As of May 19, 2020, in the 40 states that report such information, African Americans were dying from COVID-19 at 2.4 times the rate of whites. This disparity is alarming and surprising to some Americans—as it should be. However, it is consistent with other matters of disease and death among African Americans.
African Americans have higher death rates than whites for 12 of the 15 leading causes of death in the United States, and in some instances, the racial disparity is almost as high as that of COVID-19. Blacks die from diabetes at 2.1 times that of whites. The rate of infant mortality has been steadily decreasing over the years; however, the gap is larger now than it was in 1960. The Black rate is currently 2.3 times the white rate.
A typical approach to addressing health disparities is to consider individual health behaviors. Health behaviors, including a nutritious diet, physical activity, and avoiding tobacco use and excessive drinking, can prevent or reduce chronic diseases. Racial differences in these behaviors contribute to racial disparities in major chronic diseases. But socioeconomic status is a more critical factor, as, among other issues, it can limit a person’s ability to engage in healthy behaviors.
Interventions addressing health behaviors alone are unlikely to eliminate health disparities. Thus, we must focus upstream—before we get to the individual—and address the more significant causes of COVID-19 and other health disparities.
The culprit is quickly revealed to be socioeconomic status when we focus upstream at the causes of health disparities. The most fundamental cause of health disparities is socioeconomic disparities. On average, the lower a person’s SES, the lower their health status.
• Socioeconomic status is defined traditionally by education, income, and occupation. We should also add wealth, which is simply one’s assets minus debts or liabilities. Each component provides different resources and displays different relationships with various health outcomes.
Socioeconomic status (SES), whether assessed by income, education, or occupation, is linked to a wide range of health problems, including low birth weight, cardiovascular disease, hypertension, arthritis, diabetes, and cancer.

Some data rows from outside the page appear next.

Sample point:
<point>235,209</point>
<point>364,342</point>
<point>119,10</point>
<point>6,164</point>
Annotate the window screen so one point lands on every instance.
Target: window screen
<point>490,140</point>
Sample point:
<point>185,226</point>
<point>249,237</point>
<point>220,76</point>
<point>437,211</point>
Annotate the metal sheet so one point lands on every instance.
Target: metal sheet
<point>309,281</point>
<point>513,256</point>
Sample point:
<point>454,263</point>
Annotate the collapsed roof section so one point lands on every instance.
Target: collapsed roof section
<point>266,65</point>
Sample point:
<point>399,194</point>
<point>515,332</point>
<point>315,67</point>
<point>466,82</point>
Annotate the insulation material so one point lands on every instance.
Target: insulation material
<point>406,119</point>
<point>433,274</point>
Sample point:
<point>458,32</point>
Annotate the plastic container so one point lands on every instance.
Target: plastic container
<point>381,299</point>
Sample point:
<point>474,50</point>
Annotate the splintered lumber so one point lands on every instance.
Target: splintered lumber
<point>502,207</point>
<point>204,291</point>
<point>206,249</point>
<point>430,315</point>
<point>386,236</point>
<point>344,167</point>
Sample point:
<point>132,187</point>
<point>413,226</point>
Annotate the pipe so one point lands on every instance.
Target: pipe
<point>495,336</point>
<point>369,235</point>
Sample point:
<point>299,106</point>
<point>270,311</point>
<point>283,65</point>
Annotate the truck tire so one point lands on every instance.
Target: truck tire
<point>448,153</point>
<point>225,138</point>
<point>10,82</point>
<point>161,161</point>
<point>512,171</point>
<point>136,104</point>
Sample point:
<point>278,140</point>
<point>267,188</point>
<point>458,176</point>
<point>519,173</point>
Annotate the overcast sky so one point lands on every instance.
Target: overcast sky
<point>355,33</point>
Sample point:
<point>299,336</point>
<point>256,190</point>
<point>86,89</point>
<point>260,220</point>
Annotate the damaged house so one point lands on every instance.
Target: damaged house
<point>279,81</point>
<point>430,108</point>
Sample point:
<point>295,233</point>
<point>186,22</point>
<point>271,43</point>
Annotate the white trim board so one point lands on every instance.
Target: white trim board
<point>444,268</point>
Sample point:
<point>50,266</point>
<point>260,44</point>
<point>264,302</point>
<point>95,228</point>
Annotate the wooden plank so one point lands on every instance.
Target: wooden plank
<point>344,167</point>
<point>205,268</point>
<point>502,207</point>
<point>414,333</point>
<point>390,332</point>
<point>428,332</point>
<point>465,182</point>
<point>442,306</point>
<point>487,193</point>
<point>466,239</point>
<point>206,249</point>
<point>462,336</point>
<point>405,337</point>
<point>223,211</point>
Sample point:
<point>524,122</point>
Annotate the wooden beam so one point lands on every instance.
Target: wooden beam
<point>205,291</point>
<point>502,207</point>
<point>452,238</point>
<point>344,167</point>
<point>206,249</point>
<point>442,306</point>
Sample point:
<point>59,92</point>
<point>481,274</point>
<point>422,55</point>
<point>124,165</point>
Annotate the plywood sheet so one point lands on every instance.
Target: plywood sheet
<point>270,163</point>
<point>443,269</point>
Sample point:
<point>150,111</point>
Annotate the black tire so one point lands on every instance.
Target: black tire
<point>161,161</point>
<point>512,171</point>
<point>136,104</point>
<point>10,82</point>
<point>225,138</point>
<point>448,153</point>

In addition to being linked to health behavior, SES affects health through two other sets of determinants: environmental exposure and health care, with environmental exposure including both social and physical environments.
While people from all walks of life experience stress, lower-SES persons live and work in more stressful environments. Several factors contribute to higher stress at lower SES levels, including economic strain, insecure employment, little control at work, and stressful life events.

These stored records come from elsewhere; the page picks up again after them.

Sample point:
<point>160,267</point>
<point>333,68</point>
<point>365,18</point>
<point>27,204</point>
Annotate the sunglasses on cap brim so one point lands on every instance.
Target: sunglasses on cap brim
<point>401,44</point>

Eliminating health disparities will require attention to all SES components and the pathways by which they influence health.

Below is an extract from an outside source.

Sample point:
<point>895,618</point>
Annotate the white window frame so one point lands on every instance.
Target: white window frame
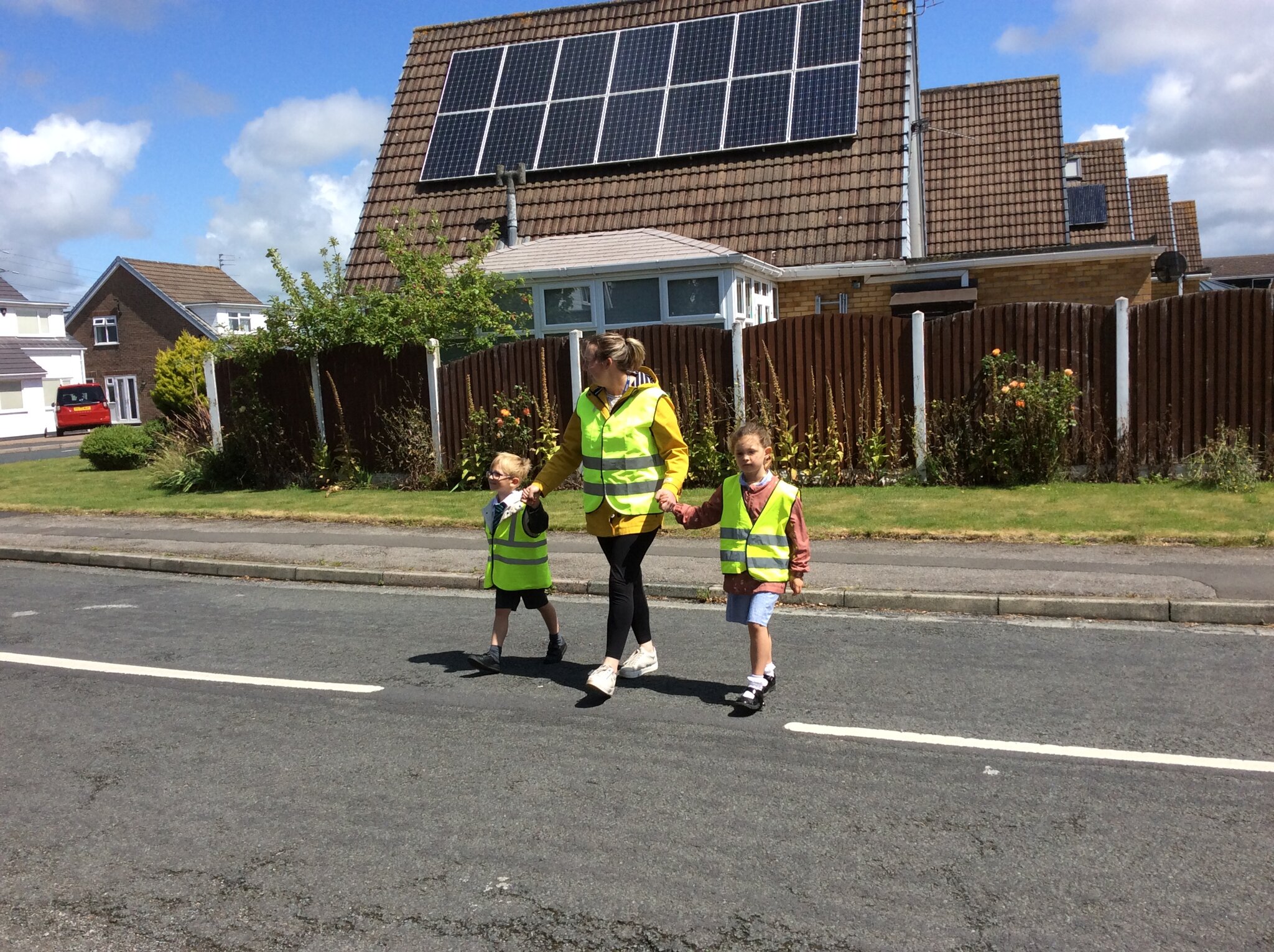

Research shows that SES differences between Blacks and whites account for much of the racial disparities in health. Lower SES persons have worse health than others, and African Americans are disproportionately in the lower socioeconomic position, and this is caused substantially by racial discrimination.
One of the primary measures of SES is income, a significant factor in the relationship between SES and health. Black families earn only 61 cents for every dollar white families earn. Consequently, blacks tend to be disproportionately at the bottom of the SES ladder.
At our 8th annual community meeting of the Montgomery Country Dialogue on Race, we showed how African Americans end up consistently worse off than whites. We provided data on the extent of racial discrimination in employment locally, in the State of Virginia, and nationally. And we ran a simulation game to demonstrate how wealth is accumulated—or not accumulated by blacks.
If we focus upstream, we can readily see that a significant step in reducing health disparities is to minimize the SES gap. This can be done only by reducing or eliminating the amount of racial discrimination in employment.